A few days later, at the decision of Rabbi Avraham Wolff, the president of the Jewish community of Odessa, 106 Jewish children under the age of 18 were evacuated on five buses. Yehuda Teichtal, the chairman of Berlin’s Chabad, made arrangements for sheltering the orphans and caretakers who had traveled the long and arduous 1,050 miles to Berlin, a 52-hour trip.

The children needed special diplomatic visa arrangements to go through the borders of Moldova, Hungary, Slovakia, and the Czech Republic. Everything was done for them as long as it was anticipated, such as kosher meals, and to make the bus trip as bearable and comfortable as possible. Yarmulkes of all colors gave the school-age boys a peculiar look at the various stops that were needed along the route. All received an incredibly friendly welcome from Berlin’s Jewish community, even with presents for the little ones. The 120 adult caretakers followed several days later, on additional buses.

The evacuation of the orphans from Odessa was undertaken because no one knew what Putin’s ideas were regarding the future of the Jewish orphans. There were rumors to bring the orphans back to Russia.

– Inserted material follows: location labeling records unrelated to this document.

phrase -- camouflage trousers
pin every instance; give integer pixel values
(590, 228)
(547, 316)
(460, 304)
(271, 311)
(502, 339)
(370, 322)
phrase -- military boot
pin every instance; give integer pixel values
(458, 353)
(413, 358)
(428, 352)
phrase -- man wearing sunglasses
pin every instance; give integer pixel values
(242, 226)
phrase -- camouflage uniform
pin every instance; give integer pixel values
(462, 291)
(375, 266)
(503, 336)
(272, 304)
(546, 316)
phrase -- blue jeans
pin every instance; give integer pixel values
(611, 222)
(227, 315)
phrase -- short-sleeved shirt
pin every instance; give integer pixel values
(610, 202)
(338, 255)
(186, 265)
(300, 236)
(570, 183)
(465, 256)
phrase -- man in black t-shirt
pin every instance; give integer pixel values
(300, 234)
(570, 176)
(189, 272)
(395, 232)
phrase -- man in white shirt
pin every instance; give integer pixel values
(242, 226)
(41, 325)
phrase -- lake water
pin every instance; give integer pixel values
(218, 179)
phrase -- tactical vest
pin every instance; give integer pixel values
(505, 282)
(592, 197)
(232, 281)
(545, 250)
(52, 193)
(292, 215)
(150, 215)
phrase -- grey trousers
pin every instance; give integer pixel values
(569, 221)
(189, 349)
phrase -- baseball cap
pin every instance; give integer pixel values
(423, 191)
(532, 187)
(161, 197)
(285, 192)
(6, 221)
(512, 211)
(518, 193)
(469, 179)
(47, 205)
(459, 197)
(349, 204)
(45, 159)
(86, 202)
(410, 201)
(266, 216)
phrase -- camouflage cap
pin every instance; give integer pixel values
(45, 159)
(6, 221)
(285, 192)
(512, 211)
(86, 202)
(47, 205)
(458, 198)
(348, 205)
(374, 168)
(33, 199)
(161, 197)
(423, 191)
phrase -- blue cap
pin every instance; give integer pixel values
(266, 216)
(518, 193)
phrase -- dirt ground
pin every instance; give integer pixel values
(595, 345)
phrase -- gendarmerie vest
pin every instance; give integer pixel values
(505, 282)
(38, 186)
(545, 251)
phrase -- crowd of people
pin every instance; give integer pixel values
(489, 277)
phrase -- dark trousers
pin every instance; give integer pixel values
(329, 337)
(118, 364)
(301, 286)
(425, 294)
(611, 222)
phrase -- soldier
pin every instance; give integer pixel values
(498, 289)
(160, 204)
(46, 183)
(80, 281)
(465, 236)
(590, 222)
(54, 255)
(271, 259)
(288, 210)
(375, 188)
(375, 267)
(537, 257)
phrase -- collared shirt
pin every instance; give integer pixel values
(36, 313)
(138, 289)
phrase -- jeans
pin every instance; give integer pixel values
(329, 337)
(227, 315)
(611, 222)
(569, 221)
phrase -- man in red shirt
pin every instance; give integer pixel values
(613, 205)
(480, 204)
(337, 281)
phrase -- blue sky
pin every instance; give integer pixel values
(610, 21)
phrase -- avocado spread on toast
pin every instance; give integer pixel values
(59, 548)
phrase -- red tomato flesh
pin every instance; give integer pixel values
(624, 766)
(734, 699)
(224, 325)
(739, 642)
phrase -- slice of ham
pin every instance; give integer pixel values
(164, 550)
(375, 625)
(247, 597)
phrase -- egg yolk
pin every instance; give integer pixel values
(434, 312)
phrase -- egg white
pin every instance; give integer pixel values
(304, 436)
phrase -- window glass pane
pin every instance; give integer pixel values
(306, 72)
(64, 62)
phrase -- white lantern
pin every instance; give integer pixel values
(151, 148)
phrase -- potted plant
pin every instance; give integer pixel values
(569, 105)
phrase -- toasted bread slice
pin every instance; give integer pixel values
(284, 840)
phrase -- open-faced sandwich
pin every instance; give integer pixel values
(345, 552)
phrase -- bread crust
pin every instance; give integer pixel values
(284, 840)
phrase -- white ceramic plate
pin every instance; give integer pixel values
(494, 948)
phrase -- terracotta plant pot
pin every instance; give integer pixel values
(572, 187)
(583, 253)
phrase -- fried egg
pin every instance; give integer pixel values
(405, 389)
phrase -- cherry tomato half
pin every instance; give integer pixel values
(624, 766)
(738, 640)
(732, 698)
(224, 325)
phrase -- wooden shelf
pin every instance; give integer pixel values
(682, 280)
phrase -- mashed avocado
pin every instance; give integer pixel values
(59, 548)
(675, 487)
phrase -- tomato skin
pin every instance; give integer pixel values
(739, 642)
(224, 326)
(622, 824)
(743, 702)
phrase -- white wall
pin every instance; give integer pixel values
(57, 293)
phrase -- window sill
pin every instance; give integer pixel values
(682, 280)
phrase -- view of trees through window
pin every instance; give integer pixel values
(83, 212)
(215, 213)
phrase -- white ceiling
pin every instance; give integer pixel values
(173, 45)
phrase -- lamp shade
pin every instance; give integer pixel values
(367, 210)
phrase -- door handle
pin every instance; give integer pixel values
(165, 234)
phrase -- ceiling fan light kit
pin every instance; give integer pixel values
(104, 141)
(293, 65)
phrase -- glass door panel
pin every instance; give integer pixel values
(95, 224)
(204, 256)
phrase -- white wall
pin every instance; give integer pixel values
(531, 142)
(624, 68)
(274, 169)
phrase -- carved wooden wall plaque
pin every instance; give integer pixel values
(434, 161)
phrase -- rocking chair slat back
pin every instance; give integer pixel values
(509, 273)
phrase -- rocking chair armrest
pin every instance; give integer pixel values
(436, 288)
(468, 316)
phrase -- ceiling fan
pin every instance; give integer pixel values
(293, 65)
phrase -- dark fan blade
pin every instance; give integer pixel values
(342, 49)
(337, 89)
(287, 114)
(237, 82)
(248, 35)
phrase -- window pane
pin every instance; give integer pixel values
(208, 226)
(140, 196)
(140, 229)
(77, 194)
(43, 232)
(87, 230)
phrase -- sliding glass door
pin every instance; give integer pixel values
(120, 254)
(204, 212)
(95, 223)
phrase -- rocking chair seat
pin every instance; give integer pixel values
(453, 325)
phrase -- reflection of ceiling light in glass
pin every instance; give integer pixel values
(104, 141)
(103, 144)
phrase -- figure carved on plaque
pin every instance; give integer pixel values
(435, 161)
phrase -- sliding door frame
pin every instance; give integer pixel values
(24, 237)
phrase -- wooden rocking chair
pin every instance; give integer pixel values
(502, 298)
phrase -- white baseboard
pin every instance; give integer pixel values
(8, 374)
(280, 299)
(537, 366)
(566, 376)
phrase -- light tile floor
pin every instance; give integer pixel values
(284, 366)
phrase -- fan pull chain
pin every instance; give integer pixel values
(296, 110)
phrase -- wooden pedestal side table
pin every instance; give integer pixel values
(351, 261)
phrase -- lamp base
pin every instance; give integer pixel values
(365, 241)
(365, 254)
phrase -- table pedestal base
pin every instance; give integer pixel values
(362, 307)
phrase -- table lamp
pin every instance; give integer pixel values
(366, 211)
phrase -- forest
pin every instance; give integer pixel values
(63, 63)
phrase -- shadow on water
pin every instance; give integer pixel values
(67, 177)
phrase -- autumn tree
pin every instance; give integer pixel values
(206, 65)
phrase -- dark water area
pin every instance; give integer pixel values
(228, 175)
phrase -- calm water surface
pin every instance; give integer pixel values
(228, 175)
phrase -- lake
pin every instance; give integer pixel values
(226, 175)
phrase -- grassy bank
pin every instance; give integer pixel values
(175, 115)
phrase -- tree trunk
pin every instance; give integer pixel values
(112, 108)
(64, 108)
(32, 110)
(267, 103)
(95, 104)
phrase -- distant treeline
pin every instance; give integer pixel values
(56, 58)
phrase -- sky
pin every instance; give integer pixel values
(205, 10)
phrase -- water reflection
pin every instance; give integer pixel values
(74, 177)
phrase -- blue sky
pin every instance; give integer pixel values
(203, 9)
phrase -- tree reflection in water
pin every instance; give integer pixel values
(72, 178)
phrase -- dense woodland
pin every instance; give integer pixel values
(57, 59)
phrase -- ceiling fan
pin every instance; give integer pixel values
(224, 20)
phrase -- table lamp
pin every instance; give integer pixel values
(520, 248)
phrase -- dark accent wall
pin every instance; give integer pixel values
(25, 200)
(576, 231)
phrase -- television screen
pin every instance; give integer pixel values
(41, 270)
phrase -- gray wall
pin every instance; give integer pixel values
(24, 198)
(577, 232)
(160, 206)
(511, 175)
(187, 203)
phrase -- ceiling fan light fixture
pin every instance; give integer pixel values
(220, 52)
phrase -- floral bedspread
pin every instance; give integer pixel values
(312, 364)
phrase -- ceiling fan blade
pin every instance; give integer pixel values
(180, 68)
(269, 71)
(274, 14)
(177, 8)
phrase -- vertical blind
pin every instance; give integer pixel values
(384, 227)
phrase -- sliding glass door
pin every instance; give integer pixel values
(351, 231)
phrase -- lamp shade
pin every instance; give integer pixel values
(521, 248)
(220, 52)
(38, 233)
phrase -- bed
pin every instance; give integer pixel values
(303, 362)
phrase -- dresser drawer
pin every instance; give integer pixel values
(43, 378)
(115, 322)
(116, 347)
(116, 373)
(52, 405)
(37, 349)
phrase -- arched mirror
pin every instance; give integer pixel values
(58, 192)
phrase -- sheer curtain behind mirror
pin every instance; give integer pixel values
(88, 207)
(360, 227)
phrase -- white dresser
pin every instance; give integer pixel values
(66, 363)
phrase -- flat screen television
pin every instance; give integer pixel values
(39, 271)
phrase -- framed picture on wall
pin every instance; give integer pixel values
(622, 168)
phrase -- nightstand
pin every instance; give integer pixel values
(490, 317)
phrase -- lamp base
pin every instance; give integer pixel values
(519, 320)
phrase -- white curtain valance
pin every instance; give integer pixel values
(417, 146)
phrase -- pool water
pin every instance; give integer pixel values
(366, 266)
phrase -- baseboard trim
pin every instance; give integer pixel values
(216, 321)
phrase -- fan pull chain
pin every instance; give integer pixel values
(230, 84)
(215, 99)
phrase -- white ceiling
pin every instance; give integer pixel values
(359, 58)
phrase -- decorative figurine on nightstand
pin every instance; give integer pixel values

In the meantime, the majority of Jewish adults left Odessa for more stable and safe countries.

Chabad of Berlin undertook the necessary appeal for volunteers and funds to underwrite the cost estimated at $125,000 only for the trip of the children. To provide a new and meaningful Jewish life for the orphans required immediate fund raising by Chabad, which has reached the substantial amount of $500,000. My contribution is on the way. This is my story about two different Jewish orphanages, one with a tragic ending, the second on a happier track being continued.

Robert B. Kahn lives in Kettering, Ohio.